Aún caminamos un buen rato durante el cual procuré no perder de vista ni por un solo instante a aquella desconocida que me arrastraba Dios sabía adónde. Casi me había conformado con la idea de seguir caminando por un tiempo indefinido cuando percibí en lontananza lo que me pareció una luz tenue.

Agucé la vista para comprobar de lo que podía tratarse y entonces, como si pudiera leer en mi corazón, la mujer dijo:

– Es allí hacia donde nos dirigimos. Llegaremos enseguida.

No fue enseguida. En realidad, tardamos todavía algún rato, pero la certeza de que ya nos hallábamos a la vista de un lugar donde podríamos comer algo me infundió nuevas fuerzas.

He intentado muchas veces recordar qué cené aquella noche. Nunca lo he conseguido. Tampoco podría decir con exactitud de qué hablamos. Cené y charlé, es cierto, pero lo que más pesó en mí fue la contemplación de aquella mujer. Ni por un instante pude apartar los ojos de la desconocida y, si no la escuché, no es menos cierto que en mis oídos su voz, una voz como nunca antes había percibido, sonó sugestivamente atractiva. Sin transición alguna, aquel día había pasado de una amargura dolorosa, de un agotamiento insoportable y de un hambre no por poco sentida menos peligrosa, a una tormenta de sensaciones vigorosas que parecían empujarme hacia un mundo que nunca había conocido. Hasta ese momento, el olfato me había servido sobre todo para poder distinguir unas plantas de otras y unas dolencias de aquellas que le eran parecidas; y la vista me había permitido leer, pero, sobre todo, contemplar cuerpos deformes y enfermos que esperaban si no curación, sí, al menos, consuelo. Ahora era como si un torrente de belleza desconocida hasta entonces me inundara borrando cualquier cosa que antes hubiera podido llamar mi atención. Por primera vez en mi vida, contemplé unos labios -los de la mujer- como una forma deseable que servía para acariciar con sus palabras mis oídos o para desplegar una sonrisa cautivadora. Por primera vez en mi vida, vi unos ojos en los que no tenía que leer lo profundo del alma o descubrir una dolencia, porque irradiaban una belleza en tonos cambiantes que nunca antes me había sido dado contemplar. Por primera vez en mi vida, sentí un aroma que me invitaba a olvidar lo que me deparaban los otros sentidos y a entregarme al disfrute de aquél. Tan sólo la aparición de un sirviente con un aguamanil de plata me avisó de que había concluido una cena que había consumido, sin duda, pero de cuyo contenido no me había percatado.

– Supongo que desearás descansar… -dijo de repente la mujer.
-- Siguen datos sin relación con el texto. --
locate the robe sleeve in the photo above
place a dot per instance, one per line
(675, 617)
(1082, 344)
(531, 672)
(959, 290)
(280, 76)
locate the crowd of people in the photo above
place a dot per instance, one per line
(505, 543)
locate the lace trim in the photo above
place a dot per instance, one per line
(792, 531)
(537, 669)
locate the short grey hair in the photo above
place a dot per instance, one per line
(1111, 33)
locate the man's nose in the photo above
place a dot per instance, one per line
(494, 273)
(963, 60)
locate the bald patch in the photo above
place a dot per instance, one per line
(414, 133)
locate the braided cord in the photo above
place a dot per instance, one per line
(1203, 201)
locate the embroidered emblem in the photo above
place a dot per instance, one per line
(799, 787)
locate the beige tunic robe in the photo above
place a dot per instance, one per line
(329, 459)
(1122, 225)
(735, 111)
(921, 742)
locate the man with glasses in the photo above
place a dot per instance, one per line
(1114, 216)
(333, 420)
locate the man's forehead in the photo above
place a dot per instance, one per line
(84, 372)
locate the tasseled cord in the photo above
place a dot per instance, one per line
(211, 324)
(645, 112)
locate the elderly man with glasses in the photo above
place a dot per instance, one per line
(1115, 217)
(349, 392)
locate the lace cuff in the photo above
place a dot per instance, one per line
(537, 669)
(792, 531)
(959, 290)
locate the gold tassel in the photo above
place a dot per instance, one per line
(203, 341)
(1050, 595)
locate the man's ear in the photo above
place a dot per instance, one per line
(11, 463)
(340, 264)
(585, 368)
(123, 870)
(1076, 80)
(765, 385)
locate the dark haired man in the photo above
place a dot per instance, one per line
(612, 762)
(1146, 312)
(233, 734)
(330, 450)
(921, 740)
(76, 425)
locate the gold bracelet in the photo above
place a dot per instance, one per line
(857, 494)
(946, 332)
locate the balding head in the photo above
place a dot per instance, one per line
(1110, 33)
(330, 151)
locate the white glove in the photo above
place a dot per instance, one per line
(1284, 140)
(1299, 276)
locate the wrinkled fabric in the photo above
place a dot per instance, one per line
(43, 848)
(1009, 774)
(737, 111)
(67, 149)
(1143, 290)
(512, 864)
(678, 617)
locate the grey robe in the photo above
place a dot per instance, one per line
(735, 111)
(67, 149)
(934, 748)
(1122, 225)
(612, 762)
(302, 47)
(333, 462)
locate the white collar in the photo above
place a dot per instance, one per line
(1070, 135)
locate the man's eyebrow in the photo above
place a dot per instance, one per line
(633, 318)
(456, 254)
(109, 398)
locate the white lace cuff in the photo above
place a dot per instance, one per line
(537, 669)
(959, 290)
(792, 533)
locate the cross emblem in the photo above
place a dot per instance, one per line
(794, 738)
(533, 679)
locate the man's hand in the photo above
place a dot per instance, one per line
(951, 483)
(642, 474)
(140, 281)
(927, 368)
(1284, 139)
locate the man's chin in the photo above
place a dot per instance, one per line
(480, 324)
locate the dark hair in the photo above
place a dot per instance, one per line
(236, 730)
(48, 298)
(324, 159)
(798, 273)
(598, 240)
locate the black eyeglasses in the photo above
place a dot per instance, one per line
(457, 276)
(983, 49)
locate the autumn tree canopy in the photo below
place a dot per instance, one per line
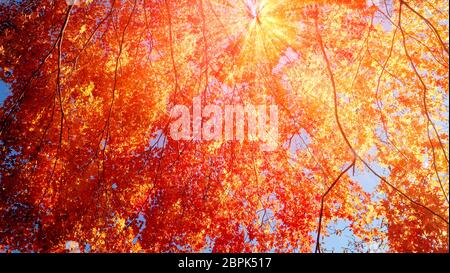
(86, 156)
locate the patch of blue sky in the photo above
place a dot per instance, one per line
(4, 92)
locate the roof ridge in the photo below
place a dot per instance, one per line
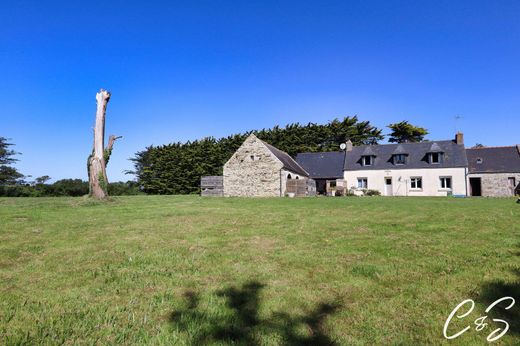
(493, 147)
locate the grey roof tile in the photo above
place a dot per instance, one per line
(494, 159)
(287, 161)
(454, 156)
(326, 165)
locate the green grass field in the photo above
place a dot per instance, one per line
(188, 270)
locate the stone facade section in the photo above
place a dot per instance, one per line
(496, 184)
(253, 171)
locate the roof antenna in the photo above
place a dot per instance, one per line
(456, 118)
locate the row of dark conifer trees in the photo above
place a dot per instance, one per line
(176, 168)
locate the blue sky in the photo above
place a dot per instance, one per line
(184, 70)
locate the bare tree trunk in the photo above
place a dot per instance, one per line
(97, 161)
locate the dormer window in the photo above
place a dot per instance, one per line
(399, 159)
(435, 158)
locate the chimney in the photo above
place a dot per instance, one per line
(349, 145)
(459, 138)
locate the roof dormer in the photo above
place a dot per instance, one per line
(399, 155)
(367, 156)
(435, 154)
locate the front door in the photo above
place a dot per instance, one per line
(388, 187)
(475, 186)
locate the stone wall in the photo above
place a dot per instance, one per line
(253, 171)
(496, 184)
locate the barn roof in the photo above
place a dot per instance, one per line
(327, 165)
(287, 161)
(494, 159)
(453, 155)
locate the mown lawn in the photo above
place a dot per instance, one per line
(190, 270)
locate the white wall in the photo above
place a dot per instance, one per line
(401, 180)
(285, 173)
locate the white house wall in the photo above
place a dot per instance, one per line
(401, 181)
(496, 184)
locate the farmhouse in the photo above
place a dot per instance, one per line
(435, 168)
(432, 168)
(326, 169)
(259, 169)
(494, 171)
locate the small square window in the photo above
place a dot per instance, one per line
(399, 159)
(445, 182)
(367, 160)
(362, 183)
(416, 183)
(435, 158)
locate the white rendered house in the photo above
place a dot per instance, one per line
(436, 168)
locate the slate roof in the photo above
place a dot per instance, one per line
(287, 161)
(454, 155)
(494, 159)
(327, 165)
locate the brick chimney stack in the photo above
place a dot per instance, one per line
(459, 138)
(349, 145)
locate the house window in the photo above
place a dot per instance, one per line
(399, 159)
(416, 183)
(435, 158)
(362, 183)
(445, 182)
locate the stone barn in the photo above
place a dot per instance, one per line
(494, 171)
(258, 169)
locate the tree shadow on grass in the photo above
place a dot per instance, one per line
(494, 290)
(242, 325)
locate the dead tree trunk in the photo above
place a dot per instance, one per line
(97, 161)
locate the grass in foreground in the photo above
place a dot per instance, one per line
(189, 270)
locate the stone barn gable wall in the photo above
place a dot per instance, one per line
(252, 171)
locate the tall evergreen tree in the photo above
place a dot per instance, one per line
(8, 174)
(404, 132)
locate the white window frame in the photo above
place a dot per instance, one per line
(414, 181)
(443, 181)
(360, 182)
(403, 161)
(438, 158)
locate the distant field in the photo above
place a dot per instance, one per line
(187, 270)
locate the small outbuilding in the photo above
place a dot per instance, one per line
(258, 169)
No, a pesar de mi agotamiento, no era lo que quería. Lo que ansiaba con cada fibra de mi ser, con cada gota de mi sangre, con cada ápice de mi aliento era prolongar aquella conversación en una velada que durara de manera indefinida.
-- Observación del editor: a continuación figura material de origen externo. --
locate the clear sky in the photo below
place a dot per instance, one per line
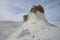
(13, 10)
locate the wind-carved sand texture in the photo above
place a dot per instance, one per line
(36, 27)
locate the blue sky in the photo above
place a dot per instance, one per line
(13, 10)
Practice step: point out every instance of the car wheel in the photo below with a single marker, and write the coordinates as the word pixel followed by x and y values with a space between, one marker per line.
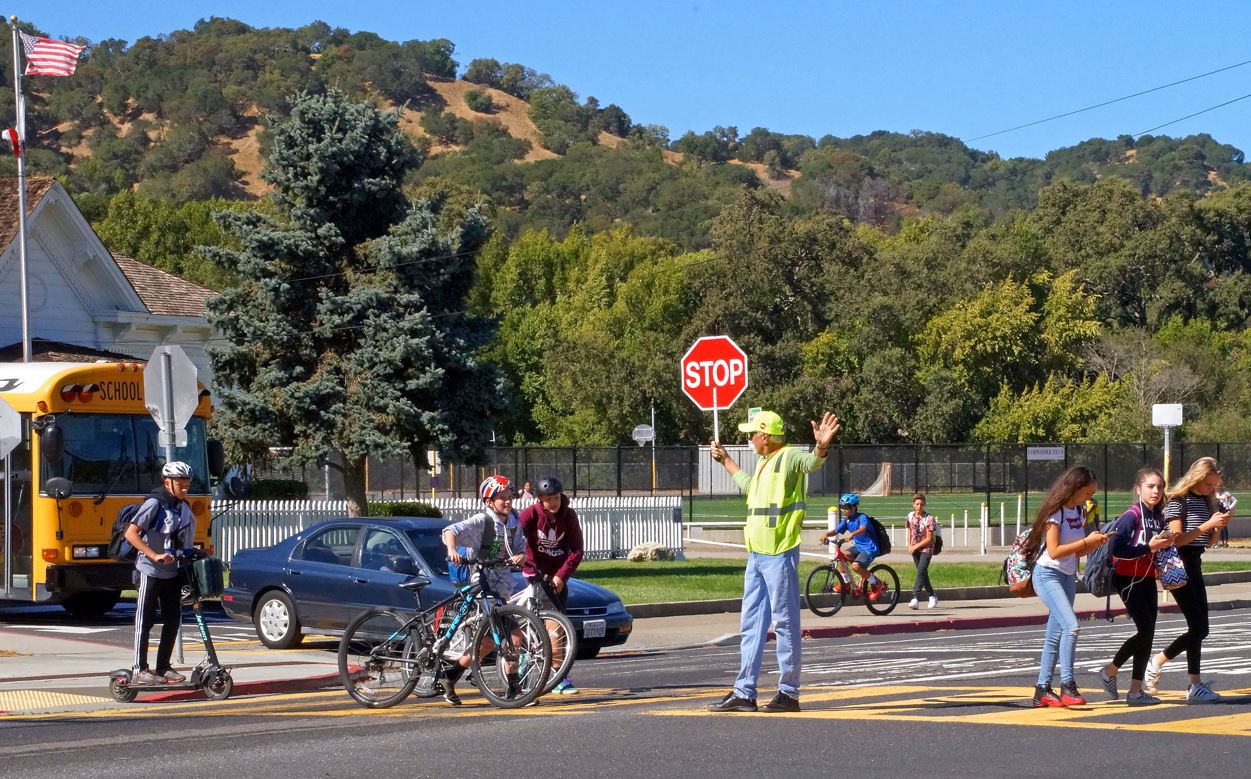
pixel 277 623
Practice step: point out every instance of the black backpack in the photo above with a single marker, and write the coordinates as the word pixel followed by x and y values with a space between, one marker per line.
pixel 882 537
pixel 119 548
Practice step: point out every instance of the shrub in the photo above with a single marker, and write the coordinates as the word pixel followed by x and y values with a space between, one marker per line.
pixel 403 508
pixel 479 101
pixel 277 489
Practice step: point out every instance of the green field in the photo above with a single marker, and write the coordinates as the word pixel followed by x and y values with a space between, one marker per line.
pixel 718 578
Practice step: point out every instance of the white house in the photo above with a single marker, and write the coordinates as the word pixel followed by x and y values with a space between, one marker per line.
pixel 85 301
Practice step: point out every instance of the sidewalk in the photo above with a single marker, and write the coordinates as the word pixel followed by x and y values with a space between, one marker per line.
pixel 45 673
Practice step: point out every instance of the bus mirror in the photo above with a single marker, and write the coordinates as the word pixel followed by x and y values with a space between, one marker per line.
pixel 217 459
pixel 234 488
pixel 59 488
pixel 51 443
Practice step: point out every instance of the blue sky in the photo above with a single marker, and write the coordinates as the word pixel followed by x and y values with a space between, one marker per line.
pixel 966 68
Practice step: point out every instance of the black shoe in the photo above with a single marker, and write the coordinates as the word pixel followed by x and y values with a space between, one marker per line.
pixel 732 703
pixel 782 703
pixel 449 694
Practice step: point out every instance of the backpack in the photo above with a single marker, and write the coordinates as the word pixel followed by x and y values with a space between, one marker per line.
pixel 1097 577
pixel 119 548
pixel 1018 567
pixel 881 537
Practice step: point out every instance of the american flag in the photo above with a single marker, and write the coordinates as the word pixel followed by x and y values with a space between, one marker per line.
pixel 49 58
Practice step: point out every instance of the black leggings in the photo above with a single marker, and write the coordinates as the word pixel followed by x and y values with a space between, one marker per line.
pixel 1192 602
pixel 1139 595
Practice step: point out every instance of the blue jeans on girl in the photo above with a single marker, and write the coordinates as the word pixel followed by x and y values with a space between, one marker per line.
pixel 1057 590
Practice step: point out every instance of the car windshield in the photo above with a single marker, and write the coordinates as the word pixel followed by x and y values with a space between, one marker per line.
pixel 121 454
pixel 429 544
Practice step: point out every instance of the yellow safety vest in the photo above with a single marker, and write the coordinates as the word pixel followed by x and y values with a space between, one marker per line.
pixel 776 499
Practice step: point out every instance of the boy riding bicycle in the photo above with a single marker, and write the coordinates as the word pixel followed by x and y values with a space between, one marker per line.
pixel 499 542
pixel 861 532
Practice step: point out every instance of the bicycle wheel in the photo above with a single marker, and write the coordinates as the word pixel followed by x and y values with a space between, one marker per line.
pixel 823 600
pixel 378 658
pixel 512 657
pixel 564 647
pixel 890 595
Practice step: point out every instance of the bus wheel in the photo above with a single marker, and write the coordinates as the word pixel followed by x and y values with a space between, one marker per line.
pixel 93 603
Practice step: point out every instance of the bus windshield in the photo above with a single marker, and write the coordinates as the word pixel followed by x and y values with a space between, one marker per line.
pixel 121 454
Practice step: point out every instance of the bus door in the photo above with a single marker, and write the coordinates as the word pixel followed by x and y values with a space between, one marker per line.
pixel 16 544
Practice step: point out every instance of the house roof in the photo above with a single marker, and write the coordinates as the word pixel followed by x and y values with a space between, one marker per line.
pixel 163 293
pixel 36 186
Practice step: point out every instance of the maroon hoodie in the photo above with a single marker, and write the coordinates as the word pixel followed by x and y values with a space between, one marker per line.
pixel 553 542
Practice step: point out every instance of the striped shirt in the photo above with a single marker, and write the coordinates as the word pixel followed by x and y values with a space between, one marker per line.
pixel 1197 512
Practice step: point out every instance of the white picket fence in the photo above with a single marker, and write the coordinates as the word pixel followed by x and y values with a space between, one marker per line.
pixel 611 527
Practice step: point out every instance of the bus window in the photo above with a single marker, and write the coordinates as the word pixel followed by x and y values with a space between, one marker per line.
pixel 120 454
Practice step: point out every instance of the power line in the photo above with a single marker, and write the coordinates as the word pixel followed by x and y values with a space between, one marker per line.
pixel 1099 105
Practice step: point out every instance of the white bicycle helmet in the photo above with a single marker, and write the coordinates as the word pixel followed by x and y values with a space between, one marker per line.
pixel 177 469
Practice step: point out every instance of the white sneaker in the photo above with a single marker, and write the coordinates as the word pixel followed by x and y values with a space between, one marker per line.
pixel 1151 679
pixel 1201 693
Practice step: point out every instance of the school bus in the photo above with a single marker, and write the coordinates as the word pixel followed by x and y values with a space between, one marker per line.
pixel 88 447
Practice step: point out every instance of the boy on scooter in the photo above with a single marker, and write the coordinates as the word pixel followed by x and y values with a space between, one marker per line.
pixel 160 528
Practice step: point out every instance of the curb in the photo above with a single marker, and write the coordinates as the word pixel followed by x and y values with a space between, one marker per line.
pixel 263 687
pixel 726 605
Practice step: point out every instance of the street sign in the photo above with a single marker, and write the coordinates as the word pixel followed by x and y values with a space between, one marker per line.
pixel 170 393
pixel 714 373
pixel 643 434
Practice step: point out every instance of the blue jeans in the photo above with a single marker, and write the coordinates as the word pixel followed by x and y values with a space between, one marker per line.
pixel 1056 590
pixel 771 593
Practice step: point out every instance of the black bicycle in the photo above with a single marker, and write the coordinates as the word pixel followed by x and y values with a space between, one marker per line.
pixel 831 585
pixel 384 654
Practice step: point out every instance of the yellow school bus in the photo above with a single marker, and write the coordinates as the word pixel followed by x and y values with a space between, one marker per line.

– Inmediatamente te conducirán al lugar donde reposarás esta noche -añadió decidiendo por mí.

Me puse en pie cuando un sirviente acudió a la llamada de la mujer.

– Condúcele a su aposento -dijo con un tono de voz que no admitía discusión alguna.

Seguí al hombre hacia el exterior. La luna aparecía ahora cubierta con un raro paño de opacidad argentina y un sudario tejido en humedad fría descendía, pesado y solitario, sobre el campo herboso. Aquella sensación gélida me provocó un leve castañeteo de dientes, pero no consiguió borrar las imágenes cálidas de la cena que subían atropellándose desde lo más profundo de mi corazón.